April 28th, 2010 - 4:16 am ICT by BNO News  

UNITED NATIONS (BNO NEWS) – The United Nations (UN) Security Council on Tuesday announced the possibility of establishing international tribunals to try pirates.

Members of the council called for tougher legislation aimed at prosecuting and jailing suspects caught off the coast of Somalia, requesting that Secretary-General Ban Ki-moon present a report within three months on possible options for prosecuting and imprisoning suspects in connection with piracy and armed robbery at sea in the Horn of Africa.

In a resolution unanimously adopted, the 15-member body appealed to all States “to criminalize piracy under their domestic law and favorably consider the prosecution of suspected, and imprisonment of convicted, pirates apprehended off the coast of Somalia, consistent with applicable international human rights law.”

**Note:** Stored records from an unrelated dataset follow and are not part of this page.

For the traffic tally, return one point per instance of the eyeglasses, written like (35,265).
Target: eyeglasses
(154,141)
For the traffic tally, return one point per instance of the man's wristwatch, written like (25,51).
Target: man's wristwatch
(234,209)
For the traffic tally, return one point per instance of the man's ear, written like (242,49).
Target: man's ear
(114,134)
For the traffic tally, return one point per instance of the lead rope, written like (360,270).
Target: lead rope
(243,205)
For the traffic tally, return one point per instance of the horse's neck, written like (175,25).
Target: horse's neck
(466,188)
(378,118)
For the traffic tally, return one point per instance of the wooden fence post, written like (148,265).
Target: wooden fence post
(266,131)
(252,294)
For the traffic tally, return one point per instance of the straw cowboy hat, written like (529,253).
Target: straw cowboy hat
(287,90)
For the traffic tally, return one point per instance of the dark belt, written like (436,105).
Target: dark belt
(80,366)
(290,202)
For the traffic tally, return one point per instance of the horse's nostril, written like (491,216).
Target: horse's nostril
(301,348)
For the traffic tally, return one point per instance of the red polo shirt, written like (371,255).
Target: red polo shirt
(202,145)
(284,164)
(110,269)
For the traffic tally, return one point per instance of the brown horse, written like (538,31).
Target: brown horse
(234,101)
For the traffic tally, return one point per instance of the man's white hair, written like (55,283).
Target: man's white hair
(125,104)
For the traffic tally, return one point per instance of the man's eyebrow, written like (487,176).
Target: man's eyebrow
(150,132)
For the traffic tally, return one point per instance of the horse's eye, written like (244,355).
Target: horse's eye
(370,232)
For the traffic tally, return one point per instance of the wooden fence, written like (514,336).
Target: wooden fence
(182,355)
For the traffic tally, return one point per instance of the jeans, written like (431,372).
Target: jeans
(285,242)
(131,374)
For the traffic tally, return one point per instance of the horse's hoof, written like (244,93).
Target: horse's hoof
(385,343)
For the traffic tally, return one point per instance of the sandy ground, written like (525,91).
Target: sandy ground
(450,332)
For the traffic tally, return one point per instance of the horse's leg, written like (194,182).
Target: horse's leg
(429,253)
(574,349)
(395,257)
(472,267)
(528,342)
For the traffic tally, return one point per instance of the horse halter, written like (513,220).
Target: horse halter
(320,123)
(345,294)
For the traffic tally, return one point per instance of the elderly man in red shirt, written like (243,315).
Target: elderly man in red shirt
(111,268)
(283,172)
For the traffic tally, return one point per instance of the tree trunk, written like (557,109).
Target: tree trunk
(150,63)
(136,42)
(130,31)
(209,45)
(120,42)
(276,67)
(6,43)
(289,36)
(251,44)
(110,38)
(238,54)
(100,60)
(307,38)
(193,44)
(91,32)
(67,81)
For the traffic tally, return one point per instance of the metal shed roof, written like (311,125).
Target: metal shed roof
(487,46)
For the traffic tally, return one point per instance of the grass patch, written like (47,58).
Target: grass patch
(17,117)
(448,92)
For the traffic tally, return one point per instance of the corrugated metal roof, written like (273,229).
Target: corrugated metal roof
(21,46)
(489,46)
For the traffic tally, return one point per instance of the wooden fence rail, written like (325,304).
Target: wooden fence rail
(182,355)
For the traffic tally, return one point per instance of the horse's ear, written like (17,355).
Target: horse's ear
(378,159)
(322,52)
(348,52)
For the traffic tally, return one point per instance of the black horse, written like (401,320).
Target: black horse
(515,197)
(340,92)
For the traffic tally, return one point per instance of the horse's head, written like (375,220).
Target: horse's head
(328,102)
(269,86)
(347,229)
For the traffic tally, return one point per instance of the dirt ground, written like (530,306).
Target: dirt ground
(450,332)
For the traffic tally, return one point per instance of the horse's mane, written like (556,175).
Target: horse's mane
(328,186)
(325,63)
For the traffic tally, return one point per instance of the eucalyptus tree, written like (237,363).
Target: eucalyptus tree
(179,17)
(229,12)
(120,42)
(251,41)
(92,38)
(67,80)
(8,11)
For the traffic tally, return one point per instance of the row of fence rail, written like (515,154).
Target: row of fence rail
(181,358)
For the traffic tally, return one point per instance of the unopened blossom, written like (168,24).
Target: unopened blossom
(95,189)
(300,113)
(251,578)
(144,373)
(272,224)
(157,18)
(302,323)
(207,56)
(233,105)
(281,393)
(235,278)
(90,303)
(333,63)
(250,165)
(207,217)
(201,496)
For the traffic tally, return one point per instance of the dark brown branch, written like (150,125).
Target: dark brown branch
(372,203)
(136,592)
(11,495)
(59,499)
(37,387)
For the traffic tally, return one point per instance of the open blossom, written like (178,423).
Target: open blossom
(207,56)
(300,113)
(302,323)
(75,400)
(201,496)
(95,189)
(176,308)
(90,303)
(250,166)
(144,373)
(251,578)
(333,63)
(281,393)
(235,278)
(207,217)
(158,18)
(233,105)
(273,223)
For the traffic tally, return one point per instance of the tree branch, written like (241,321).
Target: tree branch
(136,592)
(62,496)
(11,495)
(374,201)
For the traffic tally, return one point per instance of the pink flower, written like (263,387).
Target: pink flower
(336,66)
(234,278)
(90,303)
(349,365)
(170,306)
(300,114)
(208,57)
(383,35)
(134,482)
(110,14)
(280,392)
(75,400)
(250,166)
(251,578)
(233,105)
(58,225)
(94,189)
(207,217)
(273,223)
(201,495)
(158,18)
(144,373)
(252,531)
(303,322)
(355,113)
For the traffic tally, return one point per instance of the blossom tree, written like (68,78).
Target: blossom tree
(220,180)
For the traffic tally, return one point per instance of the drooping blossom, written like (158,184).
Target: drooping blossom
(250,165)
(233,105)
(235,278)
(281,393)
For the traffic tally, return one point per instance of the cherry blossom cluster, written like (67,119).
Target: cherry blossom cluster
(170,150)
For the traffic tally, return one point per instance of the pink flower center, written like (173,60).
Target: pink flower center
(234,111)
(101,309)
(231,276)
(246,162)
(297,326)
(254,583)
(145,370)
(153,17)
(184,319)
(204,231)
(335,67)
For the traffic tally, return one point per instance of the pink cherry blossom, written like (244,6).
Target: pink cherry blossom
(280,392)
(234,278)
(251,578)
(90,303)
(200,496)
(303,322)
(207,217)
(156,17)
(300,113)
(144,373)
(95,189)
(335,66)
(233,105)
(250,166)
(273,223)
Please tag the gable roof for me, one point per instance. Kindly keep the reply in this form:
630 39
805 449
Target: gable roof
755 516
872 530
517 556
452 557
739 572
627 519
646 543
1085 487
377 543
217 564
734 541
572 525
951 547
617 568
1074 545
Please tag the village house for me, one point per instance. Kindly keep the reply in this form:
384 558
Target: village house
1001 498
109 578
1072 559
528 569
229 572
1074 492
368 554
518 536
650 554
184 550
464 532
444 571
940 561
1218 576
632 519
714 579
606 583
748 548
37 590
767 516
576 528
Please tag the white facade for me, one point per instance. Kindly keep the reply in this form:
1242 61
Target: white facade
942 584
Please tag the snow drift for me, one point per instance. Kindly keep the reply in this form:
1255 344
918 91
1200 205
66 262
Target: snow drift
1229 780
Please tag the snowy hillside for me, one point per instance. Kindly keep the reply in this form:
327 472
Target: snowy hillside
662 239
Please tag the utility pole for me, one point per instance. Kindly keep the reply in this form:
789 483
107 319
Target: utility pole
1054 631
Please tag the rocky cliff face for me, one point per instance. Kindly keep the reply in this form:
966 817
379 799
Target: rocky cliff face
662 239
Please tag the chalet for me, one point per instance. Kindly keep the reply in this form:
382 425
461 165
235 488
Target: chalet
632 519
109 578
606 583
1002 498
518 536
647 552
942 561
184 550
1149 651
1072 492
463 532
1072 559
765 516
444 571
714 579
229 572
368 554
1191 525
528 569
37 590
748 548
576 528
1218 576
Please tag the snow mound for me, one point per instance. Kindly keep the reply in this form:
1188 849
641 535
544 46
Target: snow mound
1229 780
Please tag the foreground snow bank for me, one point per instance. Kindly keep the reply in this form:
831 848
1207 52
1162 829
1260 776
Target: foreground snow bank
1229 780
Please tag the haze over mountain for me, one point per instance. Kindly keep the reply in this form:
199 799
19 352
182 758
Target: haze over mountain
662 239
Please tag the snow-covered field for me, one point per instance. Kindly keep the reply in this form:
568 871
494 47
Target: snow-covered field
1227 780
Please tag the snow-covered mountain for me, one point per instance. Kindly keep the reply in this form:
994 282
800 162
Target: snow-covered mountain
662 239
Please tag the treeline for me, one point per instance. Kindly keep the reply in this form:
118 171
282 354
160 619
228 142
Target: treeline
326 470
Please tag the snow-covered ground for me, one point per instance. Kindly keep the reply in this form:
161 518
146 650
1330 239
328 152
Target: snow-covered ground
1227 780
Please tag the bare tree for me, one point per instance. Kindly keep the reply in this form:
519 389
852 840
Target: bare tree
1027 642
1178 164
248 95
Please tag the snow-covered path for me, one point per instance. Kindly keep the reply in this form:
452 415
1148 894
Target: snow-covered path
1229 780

The Security Council noted efforts and highlighted the role of the UN Office on Drugs and Crime, the Contact Group on Piracy off the Coast of Somalia, European Union, the North Atlantic Treaty Organization (NATO) and other partners in bringing suspects to justice, in cooperation with Somalia’s Transitional Federal Government (TFG).

Rebel groups in Somali’s capital of Mogadishu have consistently and violently battled the TFG, making it very difficult for piracy suspects to be tried or imprisoned there, as some of the issues have been shifted to their neighbor country Kenya.

Tuesday’s meeting came just days after B. Lynn Pascoe, Under-Secretary-General for Political Affairs and chair of the Board of the Trust Fund to Support Initiatives of States Countering Piracy off the Coast of Somalia, unveiled $2.1 million worth of projects planned to tackle the continuing menace.

The five projects being backed by the UN Trust Fund, which was set up in January by the Contact Group on Piracy off the Coast of Somalia, are focused largely on efforts to prosecute piracy suspects.